Voleybol Milli takımımızın Sırbistan ile oynadığı ve 3-2 yenildiği maçtan hemen sonra bir yazı yazıp facebook’ta paylaştım ( https://evoleybol.com/2018/05/31/sirplar-vurdu-eczaci-ve-vakif-mutlu-oldu-2-3/ )

Volley-Turkey’de bir yorumcu ‘Kızlar sanki kulüplerinde alalede bir oyuncuya formayı kaptırmışlar gibi yersiz şovenist bir yaklaşımla takımları eleştirmek anlaşılır gibi değil. Boskoviç şu anda taraflı tarafsız herkesin ilk ikide çoğunun da en iyi olarak nitelendireceği bir pasör çarprazı. Ayrıca Boskoviç’i Eczacı yetiştirmedi. Potansiyeli görüp yararlanma yoluna gitti. Ben de bu yazıyı tıklayıp okunma sayınızı artırdığım için kahroldum. Her alanda bu topraklara doğru örnekleri getirmek vizyon işidir. Mustafa Kemal Atatürk nasıl ki zamanında John Dewey’i ülkeye tamamen kendi imkanları ile getirip, bu örneği önümüze sürüp bu doğrultuda gelişim ve değişime katkı sağlamaya çalışmışsa aynı durum sporda da geçerlidir. Olimpiyat gördüysek 2012’de, kulüplerimizin kızlarımızın, Glinka, Gamova, Shashkova (Sokolova), Osmokroviç, Poljak, Fürst gibi yıldızlar ile birlikte oynayıp onlar ile rekabet içerisine girmelerini sağlamalarındandır. İçine kapanık bir toplum yapısı ‘Aslansın, kaplansın!’ ile hiçbir yere gitmez. Kuzey Kore, Küba örnekleri……..) demiş.

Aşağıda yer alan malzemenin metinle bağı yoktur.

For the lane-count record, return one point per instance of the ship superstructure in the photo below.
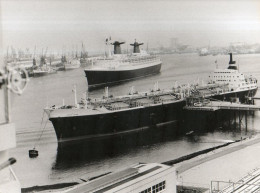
(236, 80)
(119, 67)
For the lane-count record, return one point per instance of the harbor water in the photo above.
(82, 160)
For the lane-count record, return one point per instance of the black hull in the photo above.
(119, 123)
(97, 79)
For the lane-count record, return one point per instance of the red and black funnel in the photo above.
(117, 48)
(136, 47)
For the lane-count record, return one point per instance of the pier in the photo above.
(250, 183)
(221, 105)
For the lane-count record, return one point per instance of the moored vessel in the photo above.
(119, 67)
(108, 116)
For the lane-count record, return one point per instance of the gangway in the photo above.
(220, 105)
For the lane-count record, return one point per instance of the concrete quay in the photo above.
(228, 164)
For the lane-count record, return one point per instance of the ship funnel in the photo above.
(117, 48)
(231, 59)
(136, 47)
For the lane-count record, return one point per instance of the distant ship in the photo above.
(69, 64)
(110, 116)
(119, 67)
(42, 70)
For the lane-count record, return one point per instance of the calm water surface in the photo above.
(83, 160)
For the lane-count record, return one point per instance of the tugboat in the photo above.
(117, 68)
(137, 111)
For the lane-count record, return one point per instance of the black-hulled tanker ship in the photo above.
(119, 67)
(109, 116)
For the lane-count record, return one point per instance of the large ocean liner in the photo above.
(119, 67)
(110, 116)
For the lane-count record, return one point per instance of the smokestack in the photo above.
(117, 47)
(136, 47)
(231, 59)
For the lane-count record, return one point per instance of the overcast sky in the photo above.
(58, 23)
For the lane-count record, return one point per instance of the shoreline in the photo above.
(183, 164)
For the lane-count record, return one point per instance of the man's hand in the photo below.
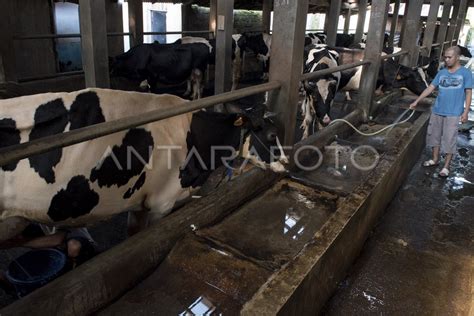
(464, 117)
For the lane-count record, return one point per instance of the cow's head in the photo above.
(319, 92)
(215, 139)
(398, 76)
(259, 44)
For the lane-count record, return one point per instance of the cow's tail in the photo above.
(307, 110)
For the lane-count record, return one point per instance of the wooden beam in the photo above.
(266, 16)
(286, 63)
(443, 27)
(361, 21)
(95, 59)
(393, 25)
(410, 33)
(135, 21)
(453, 22)
(373, 49)
(7, 47)
(225, 27)
(212, 18)
(430, 27)
(333, 20)
(347, 21)
(460, 22)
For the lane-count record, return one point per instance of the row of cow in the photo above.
(152, 166)
(186, 60)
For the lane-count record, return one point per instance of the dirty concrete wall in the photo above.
(197, 18)
(31, 57)
(114, 24)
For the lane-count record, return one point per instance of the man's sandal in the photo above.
(444, 173)
(430, 163)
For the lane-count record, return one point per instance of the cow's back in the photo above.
(91, 180)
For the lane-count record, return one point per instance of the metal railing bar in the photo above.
(402, 52)
(51, 76)
(14, 153)
(320, 73)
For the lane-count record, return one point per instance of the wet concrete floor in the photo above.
(419, 259)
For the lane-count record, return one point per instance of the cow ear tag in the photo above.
(239, 122)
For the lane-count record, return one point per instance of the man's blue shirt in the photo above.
(452, 93)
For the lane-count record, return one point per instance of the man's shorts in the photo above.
(443, 131)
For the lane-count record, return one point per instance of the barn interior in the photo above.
(384, 235)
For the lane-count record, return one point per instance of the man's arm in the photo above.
(423, 95)
(467, 106)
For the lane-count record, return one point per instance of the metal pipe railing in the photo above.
(14, 153)
(320, 73)
(51, 76)
(400, 53)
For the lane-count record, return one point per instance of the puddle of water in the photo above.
(459, 187)
(276, 226)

Gerçi yorumunda söylediği 12 milyonluk küçük bir ada olan Küba’nın sporda bizden çok daha büyük başarıları olduğunu sağır sultan da biliyordu ama o konuya hiç girmedik.

2015-2016 sezonunda daha 18 yaşındayken yüz binlerce Euroya Eczacıbaşı’na transfer olan Boşnak asıllı Sırp oyuncu, iyi de olsa, kötü de olsa oynatıla oynatıla pişirilmişti. Belki de kumaş vardı, üstünde duruldu.  Dün bizim kafamıza vura vura 28 sayı aldı ve maçı Sırpların kazanmasını sağladı!

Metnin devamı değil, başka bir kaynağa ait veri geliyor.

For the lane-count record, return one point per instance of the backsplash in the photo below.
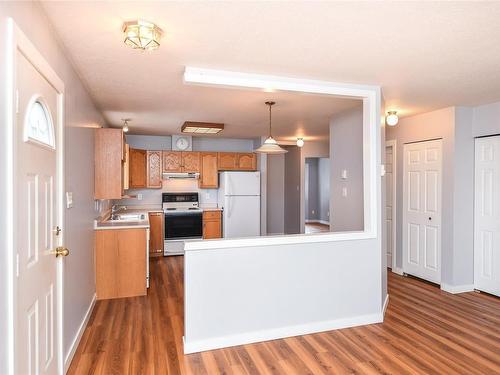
(152, 197)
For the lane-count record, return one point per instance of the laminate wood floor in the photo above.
(426, 331)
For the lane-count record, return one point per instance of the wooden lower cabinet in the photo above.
(212, 224)
(156, 233)
(120, 263)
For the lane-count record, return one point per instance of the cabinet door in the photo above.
(154, 169)
(120, 263)
(212, 224)
(191, 162)
(156, 233)
(209, 178)
(172, 161)
(228, 161)
(137, 170)
(247, 161)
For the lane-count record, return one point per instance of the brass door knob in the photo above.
(61, 251)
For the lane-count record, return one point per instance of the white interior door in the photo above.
(389, 197)
(487, 215)
(37, 215)
(422, 210)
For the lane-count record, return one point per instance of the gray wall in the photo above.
(275, 194)
(293, 182)
(317, 194)
(457, 127)
(324, 189)
(312, 190)
(346, 152)
(79, 111)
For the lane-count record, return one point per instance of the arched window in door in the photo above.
(39, 127)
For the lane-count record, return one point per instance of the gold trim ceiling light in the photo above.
(142, 35)
(270, 145)
(202, 127)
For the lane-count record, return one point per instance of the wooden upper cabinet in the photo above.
(191, 162)
(228, 161)
(108, 158)
(172, 161)
(209, 178)
(154, 169)
(247, 161)
(137, 168)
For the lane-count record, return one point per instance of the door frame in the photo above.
(405, 202)
(393, 143)
(17, 41)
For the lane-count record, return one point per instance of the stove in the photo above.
(183, 220)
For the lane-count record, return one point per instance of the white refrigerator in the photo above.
(239, 197)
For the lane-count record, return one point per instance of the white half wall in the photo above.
(235, 296)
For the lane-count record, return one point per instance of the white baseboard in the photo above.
(79, 334)
(398, 270)
(278, 333)
(455, 289)
(386, 303)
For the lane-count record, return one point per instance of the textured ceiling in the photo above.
(425, 55)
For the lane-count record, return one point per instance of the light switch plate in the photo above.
(69, 199)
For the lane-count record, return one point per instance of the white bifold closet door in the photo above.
(422, 209)
(487, 215)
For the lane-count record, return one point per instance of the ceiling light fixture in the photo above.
(202, 127)
(142, 35)
(392, 118)
(125, 124)
(270, 145)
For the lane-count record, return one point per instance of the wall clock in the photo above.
(182, 143)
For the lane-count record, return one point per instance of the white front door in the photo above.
(389, 196)
(37, 216)
(487, 215)
(422, 210)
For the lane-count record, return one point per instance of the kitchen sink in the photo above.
(127, 217)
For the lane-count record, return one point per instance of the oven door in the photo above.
(183, 225)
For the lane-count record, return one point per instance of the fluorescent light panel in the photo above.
(202, 127)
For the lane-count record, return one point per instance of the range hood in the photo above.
(185, 176)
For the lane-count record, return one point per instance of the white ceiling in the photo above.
(425, 55)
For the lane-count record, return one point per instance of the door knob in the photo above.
(61, 251)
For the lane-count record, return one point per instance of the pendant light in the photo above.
(270, 145)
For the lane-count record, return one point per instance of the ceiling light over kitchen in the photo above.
(270, 145)
(142, 35)
(202, 127)
(392, 118)
(125, 124)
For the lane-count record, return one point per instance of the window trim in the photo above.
(372, 124)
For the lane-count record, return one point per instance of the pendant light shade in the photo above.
(270, 145)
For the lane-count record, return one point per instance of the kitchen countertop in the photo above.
(104, 224)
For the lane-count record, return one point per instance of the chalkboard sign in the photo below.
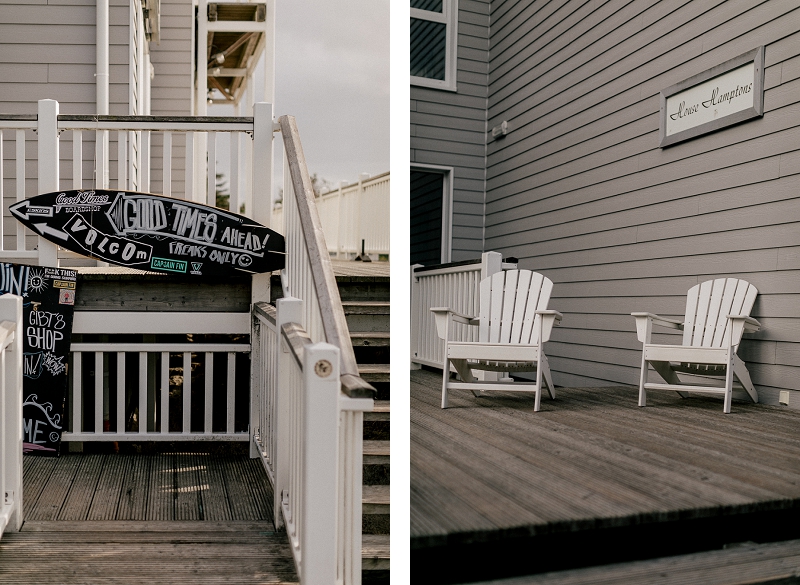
(48, 302)
(153, 232)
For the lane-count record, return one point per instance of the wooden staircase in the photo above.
(367, 312)
(365, 298)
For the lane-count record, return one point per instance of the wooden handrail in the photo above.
(296, 339)
(330, 304)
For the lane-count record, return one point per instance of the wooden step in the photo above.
(370, 338)
(374, 372)
(380, 411)
(375, 499)
(376, 452)
(375, 552)
(366, 307)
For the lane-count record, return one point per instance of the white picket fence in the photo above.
(138, 407)
(175, 156)
(455, 285)
(352, 213)
(306, 400)
(10, 412)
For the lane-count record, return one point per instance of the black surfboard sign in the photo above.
(153, 232)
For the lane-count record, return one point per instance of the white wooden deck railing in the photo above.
(175, 156)
(454, 285)
(353, 213)
(150, 397)
(307, 418)
(10, 413)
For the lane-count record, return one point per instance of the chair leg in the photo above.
(551, 389)
(538, 398)
(741, 373)
(445, 380)
(670, 377)
(642, 380)
(728, 387)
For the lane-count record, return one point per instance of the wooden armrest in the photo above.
(750, 324)
(549, 318)
(642, 320)
(443, 313)
(742, 324)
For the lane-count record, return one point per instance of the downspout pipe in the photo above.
(101, 81)
(102, 56)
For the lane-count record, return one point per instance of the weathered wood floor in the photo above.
(164, 486)
(591, 474)
(164, 518)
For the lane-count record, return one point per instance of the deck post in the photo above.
(416, 318)
(11, 471)
(289, 310)
(262, 185)
(320, 461)
(47, 130)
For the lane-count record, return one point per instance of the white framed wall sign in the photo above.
(727, 94)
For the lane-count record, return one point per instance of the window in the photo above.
(433, 43)
(431, 220)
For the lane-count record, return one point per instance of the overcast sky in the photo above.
(332, 74)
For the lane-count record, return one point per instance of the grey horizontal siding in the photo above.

Üstelik her aldığı sayıdan sonra abartılı bir sevinç naraları ve hareketleri ile…

Ben de takipçilerimizden  Adem Aksoy’un yazımın altına yazdığı muhteşem yorumu kendileri ile paylaştım. ‘‘Yabancı yasağı getirilsin veya çok kısıtlansın,  bir de öyle görelim bakalım Anya’yı  Konya’yı! Ödleri kopuyor bizim çocuklarımız la başarı gelmeyecek diye. Öyle ya final four’a  kalmasalar,  oralarda olmasalar nasıl reklamlarını yapacaklar tüm Dünyaya?

Hanımlar beyler;

Türk oyuncularının olmadığı hiç bir spor takımının ( Futbol – Basketbol – Voleybol ) kazandıkları başarı hiç ama hiç umurumda değil. Hatta TIINNN.  Sadece bir sürü yabancı koç, menajer ve oyuncuları zengin etme aptallığındaki lüksü yaşarız o kadar!

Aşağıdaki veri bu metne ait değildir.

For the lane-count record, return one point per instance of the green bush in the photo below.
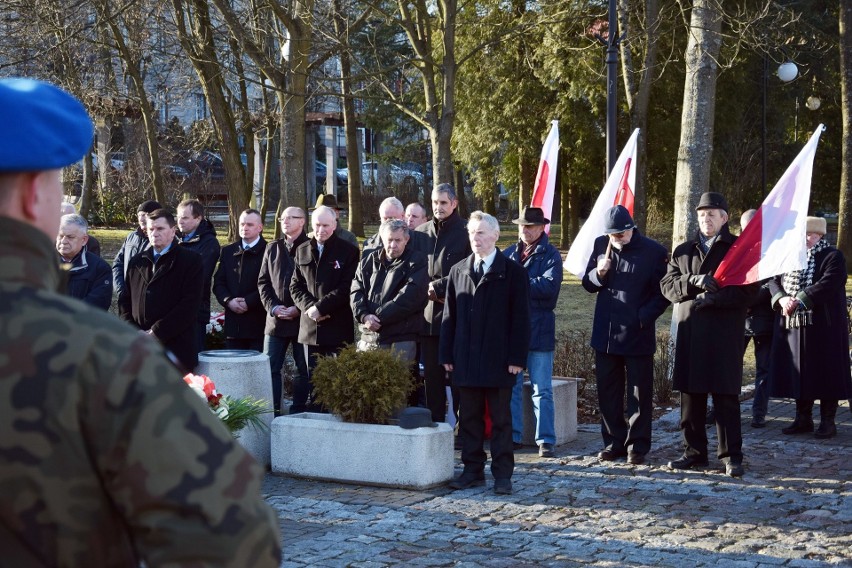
(362, 386)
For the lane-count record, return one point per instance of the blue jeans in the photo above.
(276, 348)
(540, 370)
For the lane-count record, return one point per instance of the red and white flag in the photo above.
(545, 178)
(618, 190)
(774, 241)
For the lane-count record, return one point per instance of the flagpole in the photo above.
(612, 88)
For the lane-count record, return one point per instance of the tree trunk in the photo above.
(699, 105)
(844, 218)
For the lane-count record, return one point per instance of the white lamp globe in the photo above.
(787, 71)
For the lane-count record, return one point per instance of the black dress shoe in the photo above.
(466, 480)
(688, 462)
(611, 455)
(503, 486)
(635, 458)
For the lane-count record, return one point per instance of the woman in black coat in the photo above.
(810, 346)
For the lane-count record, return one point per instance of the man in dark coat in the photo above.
(759, 324)
(133, 244)
(810, 346)
(543, 264)
(448, 244)
(89, 276)
(324, 268)
(389, 293)
(235, 285)
(709, 325)
(624, 270)
(196, 233)
(485, 337)
(163, 290)
(282, 316)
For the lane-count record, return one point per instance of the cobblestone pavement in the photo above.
(792, 508)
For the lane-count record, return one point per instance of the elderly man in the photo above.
(330, 201)
(282, 316)
(390, 209)
(624, 270)
(235, 284)
(135, 242)
(105, 450)
(163, 290)
(485, 336)
(543, 264)
(390, 291)
(324, 268)
(415, 215)
(89, 276)
(447, 244)
(709, 325)
(196, 233)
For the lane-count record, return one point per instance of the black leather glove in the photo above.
(705, 282)
(703, 300)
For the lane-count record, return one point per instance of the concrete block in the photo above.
(321, 446)
(239, 373)
(564, 410)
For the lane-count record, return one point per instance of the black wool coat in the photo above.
(486, 326)
(273, 284)
(236, 277)
(446, 245)
(812, 362)
(395, 292)
(325, 283)
(629, 299)
(709, 341)
(165, 299)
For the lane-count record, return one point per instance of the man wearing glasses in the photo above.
(282, 316)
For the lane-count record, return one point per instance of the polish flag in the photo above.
(774, 241)
(618, 190)
(545, 179)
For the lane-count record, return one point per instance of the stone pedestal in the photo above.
(320, 446)
(564, 410)
(239, 373)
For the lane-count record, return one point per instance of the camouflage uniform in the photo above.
(106, 457)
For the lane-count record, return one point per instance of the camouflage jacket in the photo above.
(106, 457)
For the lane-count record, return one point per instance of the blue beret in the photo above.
(44, 128)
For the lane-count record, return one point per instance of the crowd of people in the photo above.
(123, 429)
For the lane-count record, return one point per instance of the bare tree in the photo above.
(699, 105)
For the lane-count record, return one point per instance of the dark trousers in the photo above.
(472, 430)
(435, 379)
(762, 353)
(276, 349)
(693, 412)
(637, 373)
(250, 343)
(303, 388)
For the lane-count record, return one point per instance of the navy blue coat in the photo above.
(629, 298)
(544, 268)
(486, 326)
(90, 280)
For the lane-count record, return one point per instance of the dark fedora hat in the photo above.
(327, 200)
(415, 417)
(712, 200)
(532, 216)
(617, 219)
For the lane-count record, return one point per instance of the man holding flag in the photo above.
(710, 323)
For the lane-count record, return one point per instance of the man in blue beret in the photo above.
(105, 449)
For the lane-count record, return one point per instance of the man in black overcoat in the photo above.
(485, 337)
(163, 290)
(709, 325)
(324, 268)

Öyle ya çok zengin bir ülkeyiz. Bize koymaz. Paraları veren düdükleri çalıyor. Federasyonları avuçlarının içinde oynatıyorlar. İstedikleri kuralı ve yaptırımları yapıyorlar. Çok basit bir şey söylemek isterim.  Arka arkaya 3 – 4 yıl liglerimizi domine eden bu anlı şanlı kulüpler Avrupa’da ses getirmesinler anında kapılarına kilit asarlar. Çok ta umurlarındaydı TÜRK gençliği.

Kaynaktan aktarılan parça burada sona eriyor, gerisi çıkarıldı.